Injures sur TPMP : l’ARCOM a bien le permis de sanctionner (rejet d’une QPC vouée à l’échec)

Il n’est pas inconstitutionnel que l’Arcom dispose d’un pouvoir de sanction financière en cas d’injure sur les petits écrans.

Tel est le sens d’une décision du Conseil d’Etat (concernant Louis Boyard, TPMP et C8…)  refusant de renvoyer une QPC au Conseil constitutionnel. Mais bon… nul ne pouvait sérieusement en douter.

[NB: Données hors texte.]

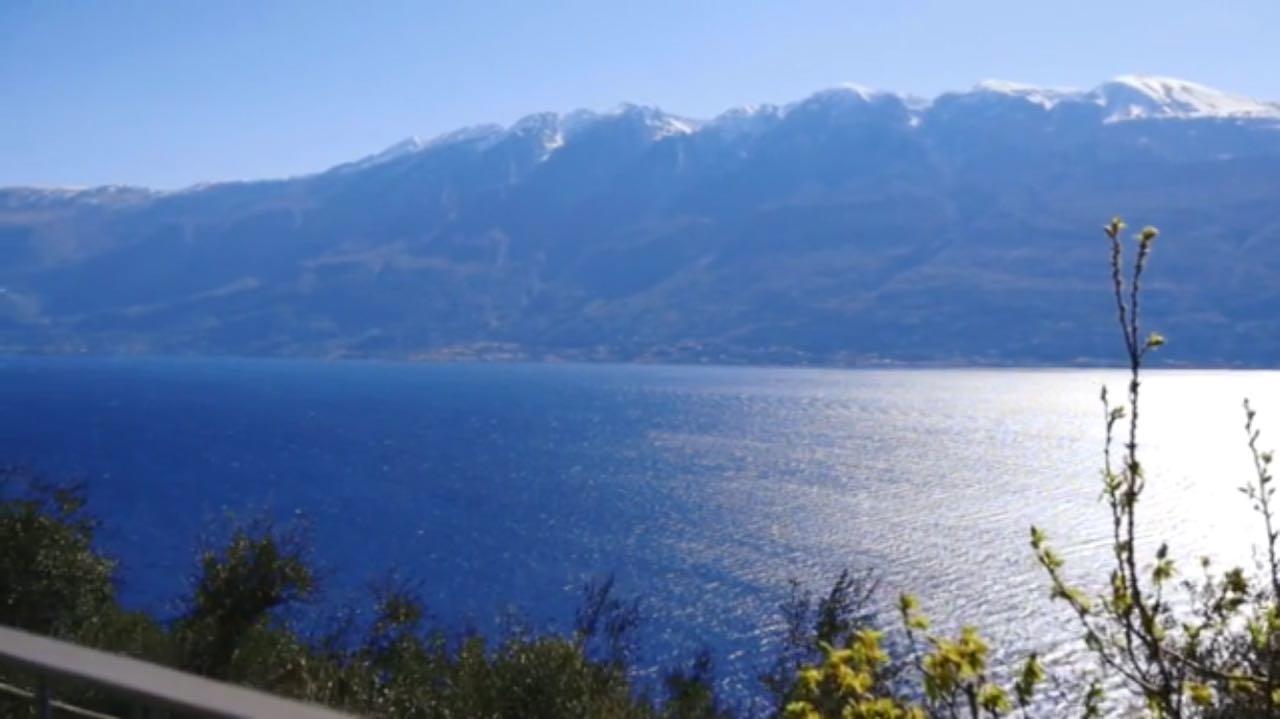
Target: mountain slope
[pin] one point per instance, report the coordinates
(849, 227)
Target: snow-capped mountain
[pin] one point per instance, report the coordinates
(1124, 99)
(851, 225)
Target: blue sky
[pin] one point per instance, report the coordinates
(172, 92)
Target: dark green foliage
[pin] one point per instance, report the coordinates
(812, 621)
(54, 582)
(259, 571)
(51, 580)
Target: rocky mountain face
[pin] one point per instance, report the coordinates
(853, 227)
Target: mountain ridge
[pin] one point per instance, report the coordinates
(851, 227)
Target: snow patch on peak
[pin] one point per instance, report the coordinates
(1130, 97)
(745, 119)
(1046, 97)
(846, 92)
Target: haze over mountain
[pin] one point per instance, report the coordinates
(851, 227)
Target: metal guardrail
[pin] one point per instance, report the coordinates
(138, 682)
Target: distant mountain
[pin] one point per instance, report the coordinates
(851, 227)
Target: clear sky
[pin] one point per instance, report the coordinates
(172, 92)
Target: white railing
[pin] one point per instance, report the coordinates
(142, 685)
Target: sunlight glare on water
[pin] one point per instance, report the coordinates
(703, 489)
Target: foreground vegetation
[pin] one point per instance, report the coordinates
(1168, 644)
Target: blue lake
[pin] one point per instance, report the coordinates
(703, 489)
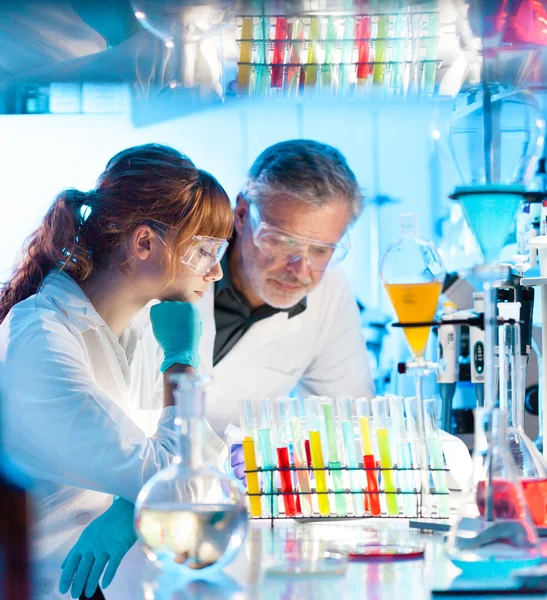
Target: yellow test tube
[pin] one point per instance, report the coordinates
(320, 476)
(249, 456)
(245, 56)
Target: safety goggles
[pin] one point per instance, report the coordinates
(289, 248)
(203, 254)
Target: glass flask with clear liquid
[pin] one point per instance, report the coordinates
(494, 532)
(190, 517)
(528, 460)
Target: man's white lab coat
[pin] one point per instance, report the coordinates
(321, 351)
(78, 404)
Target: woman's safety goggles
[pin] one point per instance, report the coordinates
(288, 248)
(203, 254)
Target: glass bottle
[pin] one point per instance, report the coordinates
(528, 460)
(494, 532)
(190, 517)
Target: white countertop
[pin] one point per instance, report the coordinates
(247, 578)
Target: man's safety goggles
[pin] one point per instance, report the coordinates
(203, 254)
(288, 248)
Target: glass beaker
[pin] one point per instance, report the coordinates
(494, 532)
(190, 517)
(528, 460)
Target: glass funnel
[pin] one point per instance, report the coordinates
(494, 532)
(413, 275)
(528, 460)
(190, 517)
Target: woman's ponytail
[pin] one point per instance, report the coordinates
(55, 244)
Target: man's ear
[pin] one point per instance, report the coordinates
(241, 214)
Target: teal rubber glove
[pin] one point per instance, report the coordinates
(177, 328)
(105, 541)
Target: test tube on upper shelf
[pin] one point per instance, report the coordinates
(281, 431)
(379, 414)
(436, 457)
(268, 462)
(248, 425)
(314, 36)
(328, 73)
(345, 413)
(335, 464)
(430, 68)
(403, 454)
(380, 52)
(278, 61)
(245, 56)
(300, 462)
(294, 74)
(398, 68)
(362, 407)
(262, 36)
(363, 31)
(313, 418)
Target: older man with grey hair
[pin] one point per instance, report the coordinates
(284, 319)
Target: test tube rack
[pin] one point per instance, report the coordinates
(269, 499)
(339, 56)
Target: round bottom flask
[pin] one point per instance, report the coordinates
(191, 518)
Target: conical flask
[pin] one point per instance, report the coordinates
(494, 532)
(190, 517)
(529, 462)
(413, 275)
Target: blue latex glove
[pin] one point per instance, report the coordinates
(105, 541)
(177, 328)
(237, 462)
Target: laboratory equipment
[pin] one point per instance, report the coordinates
(300, 459)
(248, 428)
(413, 275)
(449, 350)
(404, 459)
(436, 458)
(530, 466)
(494, 532)
(190, 518)
(379, 415)
(345, 414)
(281, 435)
(317, 457)
(362, 407)
(335, 466)
(265, 441)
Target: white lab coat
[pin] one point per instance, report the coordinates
(78, 404)
(320, 351)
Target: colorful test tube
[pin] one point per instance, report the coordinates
(249, 456)
(312, 414)
(281, 429)
(436, 457)
(403, 453)
(379, 414)
(313, 52)
(265, 443)
(380, 54)
(245, 56)
(280, 44)
(345, 412)
(300, 461)
(362, 407)
(335, 464)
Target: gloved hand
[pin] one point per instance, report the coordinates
(177, 328)
(104, 541)
(237, 462)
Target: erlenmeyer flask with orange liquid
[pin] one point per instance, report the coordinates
(413, 275)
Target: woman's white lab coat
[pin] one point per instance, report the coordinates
(81, 415)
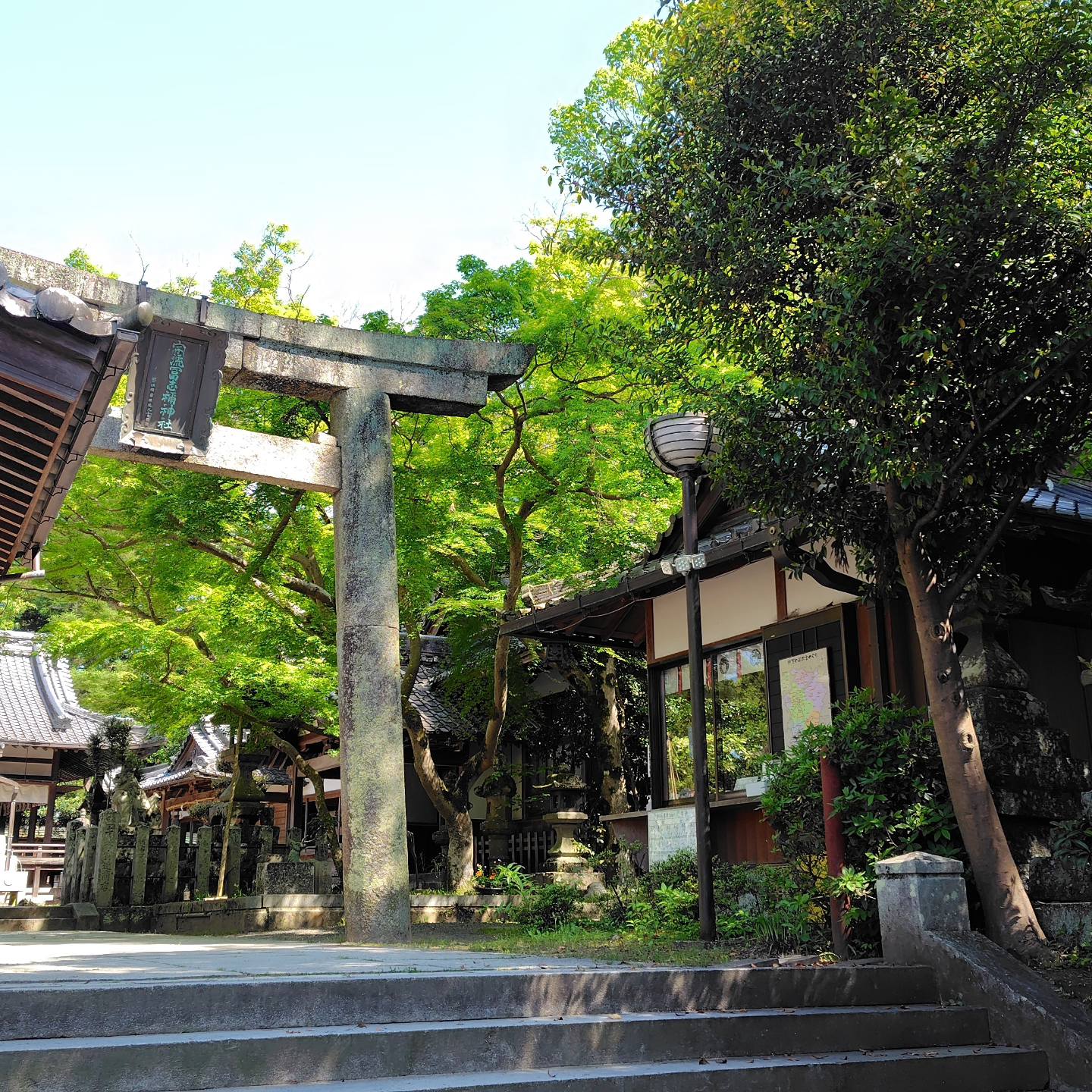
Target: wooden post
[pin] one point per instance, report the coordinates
(203, 863)
(50, 801)
(834, 840)
(171, 864)
(140, 866)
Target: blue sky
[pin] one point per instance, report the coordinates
(391, 136)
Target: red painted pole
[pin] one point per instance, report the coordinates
(834, 840)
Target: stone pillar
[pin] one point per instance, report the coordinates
(87, 868)
(74, 861)
(376, 865)
(203, 863)
(106, 860)
(171, 864)
(234, 861)
(918, 893)
(141, 842)
(265, 855)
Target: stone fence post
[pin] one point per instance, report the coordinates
(141, 842)
(916, 893)
(106, 860)
(87, 868)
(234, 836)
(74, 861)
(203, 863)
(171, 864)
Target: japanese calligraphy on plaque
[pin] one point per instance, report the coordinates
(173, 388)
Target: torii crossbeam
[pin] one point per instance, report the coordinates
(362, 376)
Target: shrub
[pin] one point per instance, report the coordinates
(510, 879)
(776, 908)
(548, 908)
(893, 796)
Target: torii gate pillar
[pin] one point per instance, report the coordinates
(375, 856)
(364, 376)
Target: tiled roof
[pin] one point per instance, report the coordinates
(210, 741)
(1070, 499)
(37, 701)
(428, 697)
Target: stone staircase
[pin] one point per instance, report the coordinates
(833, 1029)
(36, 918)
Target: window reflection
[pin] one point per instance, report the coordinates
(736, 721)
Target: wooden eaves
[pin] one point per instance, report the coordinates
(615, 616)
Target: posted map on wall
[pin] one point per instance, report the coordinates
(805, 692)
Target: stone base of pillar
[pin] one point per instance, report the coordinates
(918, 893)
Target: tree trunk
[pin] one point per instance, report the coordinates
(612, 727)
(1010, 918)
(236, 747)
(461, 850)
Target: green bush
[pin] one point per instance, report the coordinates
(893, 799)
(771, 906)
(548, 908)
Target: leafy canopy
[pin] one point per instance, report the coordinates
(881, 210)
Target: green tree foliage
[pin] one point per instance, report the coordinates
(189, 595)
(880, 209)
(79, 259)
(550, 482)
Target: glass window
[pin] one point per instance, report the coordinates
(736, 720)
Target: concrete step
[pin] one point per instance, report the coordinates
(268, 1057)
(156, 1007)
(36, 918)
(968, 1069)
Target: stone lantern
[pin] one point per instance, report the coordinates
(497, 789)
(566, 793)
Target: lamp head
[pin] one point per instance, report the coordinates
(680, 444)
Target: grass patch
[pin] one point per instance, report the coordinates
(579, 942)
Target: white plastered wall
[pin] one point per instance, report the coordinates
(732, 604)
(737, 603)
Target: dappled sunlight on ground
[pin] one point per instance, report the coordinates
(66, 957)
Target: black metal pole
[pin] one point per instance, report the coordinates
(707, 911)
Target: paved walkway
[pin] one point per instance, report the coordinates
(64, 957)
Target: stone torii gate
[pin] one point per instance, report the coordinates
(362, 376)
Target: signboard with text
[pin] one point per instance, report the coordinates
(173, 389)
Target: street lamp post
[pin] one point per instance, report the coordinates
(680, 444)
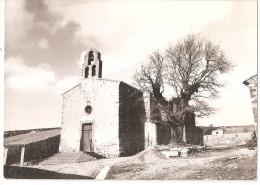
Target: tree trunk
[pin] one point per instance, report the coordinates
(177, 135)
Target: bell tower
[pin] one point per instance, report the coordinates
(92, 66)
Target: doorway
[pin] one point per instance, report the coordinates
(87, 145)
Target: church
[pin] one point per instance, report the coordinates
(105, 116)
(112, 118)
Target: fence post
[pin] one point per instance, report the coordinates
(5, 155)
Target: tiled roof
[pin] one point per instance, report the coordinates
(31, 137)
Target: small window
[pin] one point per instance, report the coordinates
(93, 70)
(86, 72)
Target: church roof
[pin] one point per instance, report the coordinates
(247, 81)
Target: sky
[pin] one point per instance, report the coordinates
(45, 42)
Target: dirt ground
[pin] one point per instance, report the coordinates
(231, 164)
(221, 164)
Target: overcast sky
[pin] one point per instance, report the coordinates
(45, 39)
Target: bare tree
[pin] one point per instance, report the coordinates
(189, 72)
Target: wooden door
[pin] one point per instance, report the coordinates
(87, 137)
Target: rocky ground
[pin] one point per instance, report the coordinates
(214, 164)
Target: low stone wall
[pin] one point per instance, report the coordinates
(227, 139)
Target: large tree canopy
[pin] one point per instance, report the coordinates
(189, 72)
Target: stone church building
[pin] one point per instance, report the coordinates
(118, 121)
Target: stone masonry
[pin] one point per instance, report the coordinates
(252, 84)
(119, 113)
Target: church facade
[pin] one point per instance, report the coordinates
(119, 121)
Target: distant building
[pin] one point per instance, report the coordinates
(226, 136)
(119, 123)
(252, 84)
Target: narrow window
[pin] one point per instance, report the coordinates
(90, 57)
(86, 72)
(93, 70)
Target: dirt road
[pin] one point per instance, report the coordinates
(233, 164)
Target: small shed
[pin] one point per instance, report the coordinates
(33, 146)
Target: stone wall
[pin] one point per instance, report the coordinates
(150, 127)
(253, 94)
(131, 120)
(227, 139)
(103, 96)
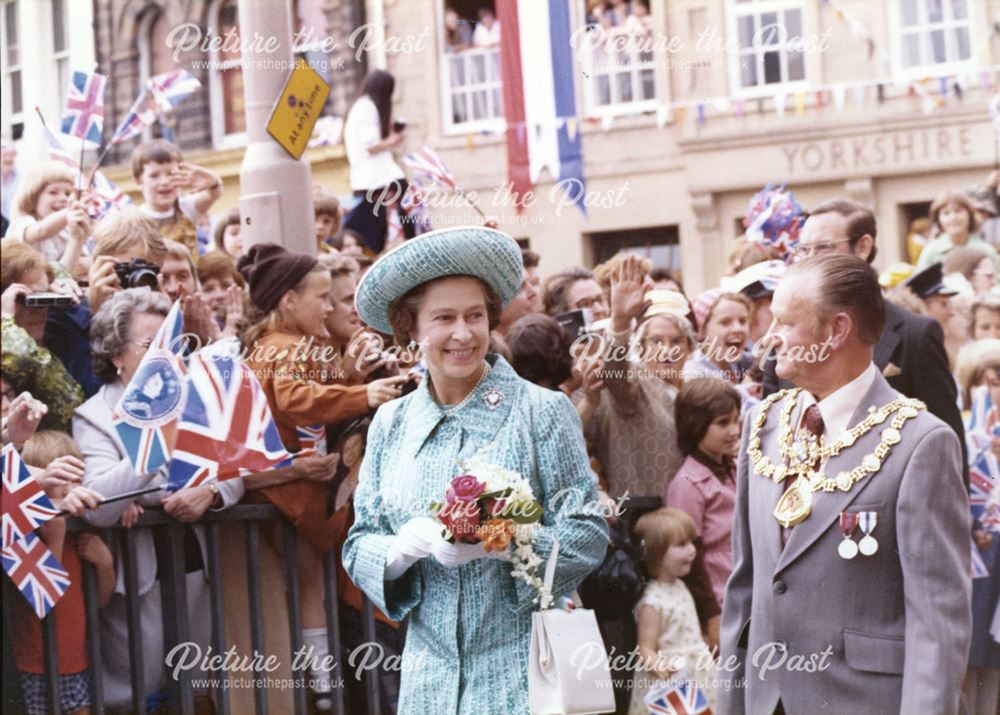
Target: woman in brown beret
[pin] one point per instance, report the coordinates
(283, 343)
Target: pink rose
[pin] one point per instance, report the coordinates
(465, 488)
(461, 518)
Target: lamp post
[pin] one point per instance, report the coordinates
(275, 190)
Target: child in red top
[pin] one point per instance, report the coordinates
(56, 463)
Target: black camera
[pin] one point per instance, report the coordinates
(44, 300)
(138, 273)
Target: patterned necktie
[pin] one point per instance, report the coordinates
(813, 420)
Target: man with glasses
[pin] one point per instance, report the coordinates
(910, 353)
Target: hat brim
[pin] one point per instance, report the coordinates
(485, 253)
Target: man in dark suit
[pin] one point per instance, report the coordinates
(910, 354)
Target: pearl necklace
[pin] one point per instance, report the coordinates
(449, 409)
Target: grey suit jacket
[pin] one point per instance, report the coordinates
(108, 471)
(887, 633)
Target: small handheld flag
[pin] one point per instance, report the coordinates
(34, 570)
(146, 416)
(25, 505)
(83, 116)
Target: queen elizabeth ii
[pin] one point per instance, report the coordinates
(470, 619)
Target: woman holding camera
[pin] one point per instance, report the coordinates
(27, 362)
(370, 134)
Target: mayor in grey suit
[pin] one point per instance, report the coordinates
(805, 630)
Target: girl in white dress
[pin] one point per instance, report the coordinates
(670, 642)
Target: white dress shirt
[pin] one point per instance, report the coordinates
(837, 407)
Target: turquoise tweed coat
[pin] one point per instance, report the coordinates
(470, 627)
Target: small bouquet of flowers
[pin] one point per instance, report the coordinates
(494, 506)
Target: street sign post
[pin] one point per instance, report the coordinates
(298, 108)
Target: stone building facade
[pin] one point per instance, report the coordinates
(885, 102)
(135, 39)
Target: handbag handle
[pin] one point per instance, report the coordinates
(550, 566)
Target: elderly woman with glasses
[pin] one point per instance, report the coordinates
(121, 331)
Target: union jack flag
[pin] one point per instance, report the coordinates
(83, 116)
(416, 210)
(25, 506)
(160, 93)
(684, 698)
(226, 429)
(140, 115)
(146, 416)
(172, 88)
(34, 570)
(57, 150)
(427, 164)
(984, 470)
(104, 196)
(312, 437)
(108, 194)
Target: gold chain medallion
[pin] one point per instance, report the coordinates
(800, 450)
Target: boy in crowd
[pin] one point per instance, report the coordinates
(160, 172)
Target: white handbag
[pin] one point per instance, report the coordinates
(568, 670)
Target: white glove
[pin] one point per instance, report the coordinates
(415, 540)
(452, 555)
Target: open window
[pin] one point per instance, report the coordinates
(933, 37)
(225, 73)
(470, 67)
(769, 46)
(616, 58)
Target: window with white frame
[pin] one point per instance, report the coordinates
(11, 65)
(226, 79)
(470, 67)
(769, 46)
(617, 60)
(60, 45)
(933, 34)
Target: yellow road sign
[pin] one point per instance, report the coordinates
(298, 108)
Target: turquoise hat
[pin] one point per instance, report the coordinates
(488, 254)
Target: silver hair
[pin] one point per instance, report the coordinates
(109, 328)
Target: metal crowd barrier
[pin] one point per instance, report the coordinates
(169, 540)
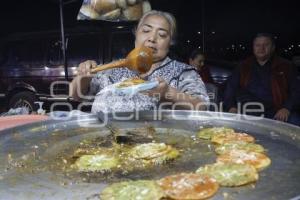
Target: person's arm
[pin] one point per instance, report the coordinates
(232, 87)
(207, 78)
(293, 96)
(189, 95)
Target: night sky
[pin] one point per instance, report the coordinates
(226, 23)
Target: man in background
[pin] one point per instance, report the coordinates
(267, 79)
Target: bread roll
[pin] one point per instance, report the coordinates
(134, 12)
(103, 6)
(112, 15)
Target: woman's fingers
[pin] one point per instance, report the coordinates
(84, 68)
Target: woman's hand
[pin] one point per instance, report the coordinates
(78, 88)
(84, 68)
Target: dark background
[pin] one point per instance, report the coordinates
(229, 26)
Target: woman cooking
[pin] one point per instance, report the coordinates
(179, 86)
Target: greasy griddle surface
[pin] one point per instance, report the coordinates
(31, 167)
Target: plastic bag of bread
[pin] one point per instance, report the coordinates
(113, 10)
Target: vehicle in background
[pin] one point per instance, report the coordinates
(32, 65)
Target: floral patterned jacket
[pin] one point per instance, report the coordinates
(178, 75)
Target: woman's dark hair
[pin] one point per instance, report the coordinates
(195, 53)
(266, 35)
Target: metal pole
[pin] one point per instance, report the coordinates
(203, 25)
(63, 45)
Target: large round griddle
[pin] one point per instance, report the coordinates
(282, 141)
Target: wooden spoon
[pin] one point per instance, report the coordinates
(139, 59)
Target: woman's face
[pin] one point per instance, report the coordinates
(154, 33)
(198, 61)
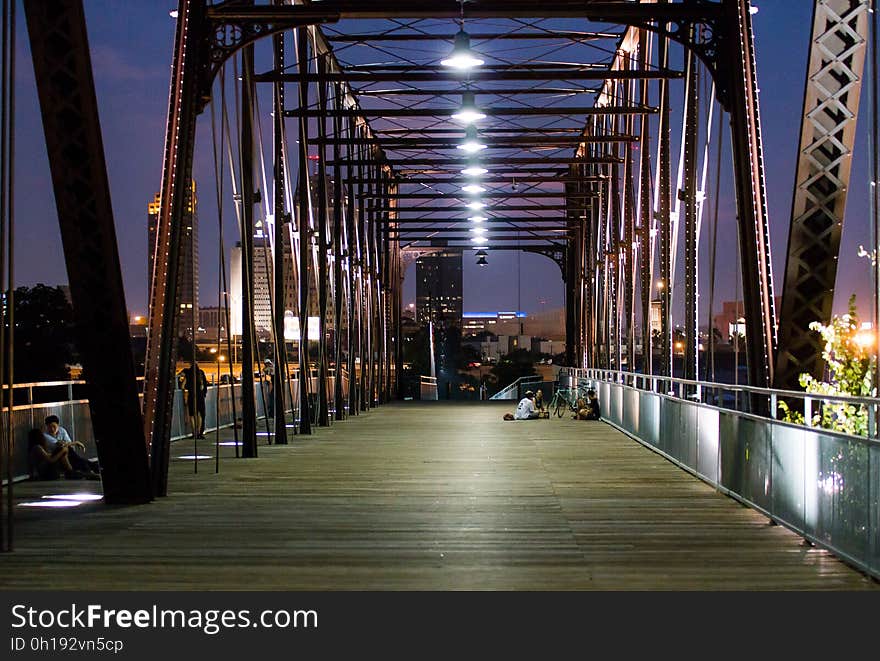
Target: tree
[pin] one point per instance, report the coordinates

A moins que le but de cette procédure soit de tenter ensuite de faire remonter l’affaire à la CEDH… avec sans doute là encore peu de chances de succès. 


 

1/ Injure et châtiments

Par une décision n° 2023-63 du 9 février 2023, l’Autorité de régulation de la communication audiovisuelle et numérique (Arcom) a prononcé une sanction pécuniaire d’un montant de 3,5 millions d’euros à l’encontre de la société C8 dans une affaire Louis Boyard / TPMP.

Citons l’ARCOM :

« 6. Il ressort du compte rendu de visionnage de l’émission « Touche pas à mon poste », diffusée sur C8 le 10 novembre 2022, qu’un invité, député, ancien chroniqueur de l’émission, était convié à intervenir sur le sujet de l’accueil de migrants à bord d’un navire humanitaire. L’invité a commencé à s’exprimer sur la thématique de l’inégale répartition des richesses et sur les activités en Afrique d’un actionnaire du groupe Canal +, suscitant une première salve de réactions de l’animateur qui l’a interrompu, suscitant à son tour une réaction de l’invité reprochant notamment à l’animateur de porter atteinte à sa liberté d’expression. C’est alors que l’invité a été qualifié d’« abruti », de « tocard », de « bouffon » et de « merde » avant que ce dernier ne quitte le plateau. Ces échanges ont ensuite été commentés en l’absence de l’invité et ce dernier a alors été qualifié de « mange-merde ».
« 7. Ces propos revêtent un caractère injurieux et leur accumulation est d’une particulière agressivité. Dans ces circonstances, ils sont de nature à porter atteinte aux droits de l’invité au respect de son honneur et de sa réputation. Cette séquence, d’une durée de plus de neuf minutes, caractérise ainsi un manquement de l’éditeur aux stipulations de l’article 2-3-4 de sa convention.
En ce qui concerne l’obligation de maîtrise de l’antenne :
« 8. Il ressort du compte rendu de visionnage de cette émission que les propos à caractère injurieux, proférés de manière prolongée et répétée à l’encontre de l’invité, l’ont été principalement par le présentateur lui-même sans qu’aucune personne présente en plateau ne cherche à tempérer ce dernier ni à modérer ses propos, les chroniqueurs s’étant alors exprimés l’ayant, au contraire, tous fait au soutien du présentateur. Ces éléments sont constitutifs d’un défaut de maîtrise de son antenne par l’éditeur, à qui il appartient de mettre en place des dispositifs efficaces. Cette séquence caractérise ainsi également un manquement de l’éditeur aux stipulations de l’article 2-2-1 de sa convention.»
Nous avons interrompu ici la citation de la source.